NEWS BRIEF: How You Can Support Local Food Banks This Season

2020 News

December 7, 2020

At this time of the year, many in the Puget Sound area are looking for ways to give back to the community. And now more than ever, neighborhood food banks need our support. PCC is kicking off its annual Holiday Drive to support the PCC Food Bank Program that has been making a difference in the local community for over 30 years. One hundred percent of all the funds donated to the PCC Food Bank Program go directly to support 17 local food bank partners throughout the year. You can support these efforts by giving here.

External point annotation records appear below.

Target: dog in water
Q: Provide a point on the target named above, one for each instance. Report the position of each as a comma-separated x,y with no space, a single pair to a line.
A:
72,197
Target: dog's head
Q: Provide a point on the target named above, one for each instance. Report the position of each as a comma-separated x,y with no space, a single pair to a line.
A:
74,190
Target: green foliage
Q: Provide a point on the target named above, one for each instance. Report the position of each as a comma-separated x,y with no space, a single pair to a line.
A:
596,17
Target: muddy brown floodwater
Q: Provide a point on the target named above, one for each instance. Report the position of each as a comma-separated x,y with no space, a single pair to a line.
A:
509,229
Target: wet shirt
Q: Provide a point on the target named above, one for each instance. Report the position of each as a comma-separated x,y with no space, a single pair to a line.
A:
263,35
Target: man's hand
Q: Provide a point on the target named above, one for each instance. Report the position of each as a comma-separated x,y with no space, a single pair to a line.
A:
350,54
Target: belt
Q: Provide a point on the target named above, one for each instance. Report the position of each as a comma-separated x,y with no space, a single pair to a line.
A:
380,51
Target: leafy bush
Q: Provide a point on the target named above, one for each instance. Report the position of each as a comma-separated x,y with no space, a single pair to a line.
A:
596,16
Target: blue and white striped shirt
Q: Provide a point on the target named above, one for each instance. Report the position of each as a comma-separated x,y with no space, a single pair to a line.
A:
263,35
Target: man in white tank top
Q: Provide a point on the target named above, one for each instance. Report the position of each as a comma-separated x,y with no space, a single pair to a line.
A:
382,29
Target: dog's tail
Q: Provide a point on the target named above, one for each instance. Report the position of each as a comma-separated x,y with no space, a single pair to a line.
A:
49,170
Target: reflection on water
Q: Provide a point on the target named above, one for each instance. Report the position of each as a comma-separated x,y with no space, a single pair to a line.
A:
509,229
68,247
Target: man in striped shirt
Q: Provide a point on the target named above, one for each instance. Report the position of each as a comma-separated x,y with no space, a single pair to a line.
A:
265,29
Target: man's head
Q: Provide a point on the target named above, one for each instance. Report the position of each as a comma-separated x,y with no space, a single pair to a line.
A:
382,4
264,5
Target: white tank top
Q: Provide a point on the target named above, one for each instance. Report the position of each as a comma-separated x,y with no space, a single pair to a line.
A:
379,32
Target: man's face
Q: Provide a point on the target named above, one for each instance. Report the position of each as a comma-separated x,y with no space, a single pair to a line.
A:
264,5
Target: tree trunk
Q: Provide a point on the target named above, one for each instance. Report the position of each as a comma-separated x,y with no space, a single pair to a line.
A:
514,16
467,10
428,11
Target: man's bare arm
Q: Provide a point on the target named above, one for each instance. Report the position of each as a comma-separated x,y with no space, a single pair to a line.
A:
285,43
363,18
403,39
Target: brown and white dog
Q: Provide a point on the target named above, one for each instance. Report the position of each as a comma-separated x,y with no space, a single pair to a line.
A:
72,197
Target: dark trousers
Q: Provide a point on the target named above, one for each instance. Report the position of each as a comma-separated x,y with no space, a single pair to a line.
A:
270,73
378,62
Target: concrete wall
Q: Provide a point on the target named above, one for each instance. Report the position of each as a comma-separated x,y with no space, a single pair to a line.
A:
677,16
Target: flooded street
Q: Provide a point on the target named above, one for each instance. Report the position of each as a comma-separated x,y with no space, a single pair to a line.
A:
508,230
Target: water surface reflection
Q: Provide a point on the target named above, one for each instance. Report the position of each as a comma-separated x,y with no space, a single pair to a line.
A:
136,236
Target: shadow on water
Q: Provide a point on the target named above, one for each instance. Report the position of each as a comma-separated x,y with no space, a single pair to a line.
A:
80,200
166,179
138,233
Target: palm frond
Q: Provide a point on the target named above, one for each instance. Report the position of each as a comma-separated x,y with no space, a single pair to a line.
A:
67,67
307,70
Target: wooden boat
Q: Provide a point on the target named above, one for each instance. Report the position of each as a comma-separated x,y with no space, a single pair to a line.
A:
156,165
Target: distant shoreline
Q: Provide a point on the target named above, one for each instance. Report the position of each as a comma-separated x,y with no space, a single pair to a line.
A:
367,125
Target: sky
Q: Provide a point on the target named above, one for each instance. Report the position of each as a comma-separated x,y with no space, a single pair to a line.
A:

Food banks continue to face extreme operating challenges while the number of people who rely on them grows. In this moment of collective challenge, PCC is committed to remaining as flexible and nimble as possible to support the co-op’s partners in the emergency food system. Whether that is working directly with local farms or in collaboration with distributors, PCC’s Food Bank Program puts healthy food on tables around the Puget Sound region.

Below is just one example of how the PCC Food Bank Program supported its community this year:

LOCAL IMPACT: This year, when our area food banks were hit hard due to the pandemic, PCC donated $112,000 from the shopper-funded Food Bank Fund to help establish a CSA-type model with Seattle’s Neighborhood Farmers Markets and Harvest Against Hunger that connects local farms and food banks. Our emergency food system was facing a shortage of fresh produce, while our local farmers had lost the majority – if not all – of their outlets. PCC worked to connect farms and food banks.

FARM-TO-FOOD BANK IN ACTION: Farm owners, Manny and Michelle Canales are organic farmers devoted to growing asparagus, berries, and grapes. The main outlets for their produce – farmers markets and stores – were closed in March. At the time, they had thousands of pounds of asparagus that would soon need to be harvested by hand. Without a sales outlet, Manny was considering letting the crop go for the season rather than paying staff to harvest.

The farm-to-food bank model created with the PCC Food Bank funding came at the right time to help connect Canales Organic Produce with multiple food banks in the area: Ballard Food Bank, Byrd Barr Place Food Bank, Issaquah Food Bank, North Helpline Bitterlake, Westgate Chapel and West Seattle Food Bank. Without the contracts created with the food banks, there would not have been a market for the crop, halting the farm’s financial engine.

MODEL FOR GOOD: The model that was created between PCC, Seattle’s Neighborhood Farmers Markets and Harvest Against Hunger showed the benefits this type of program creates. Because of this program as a proof point, King County contributed $300,000 worth of federal CARES funding into the farm to food bank system.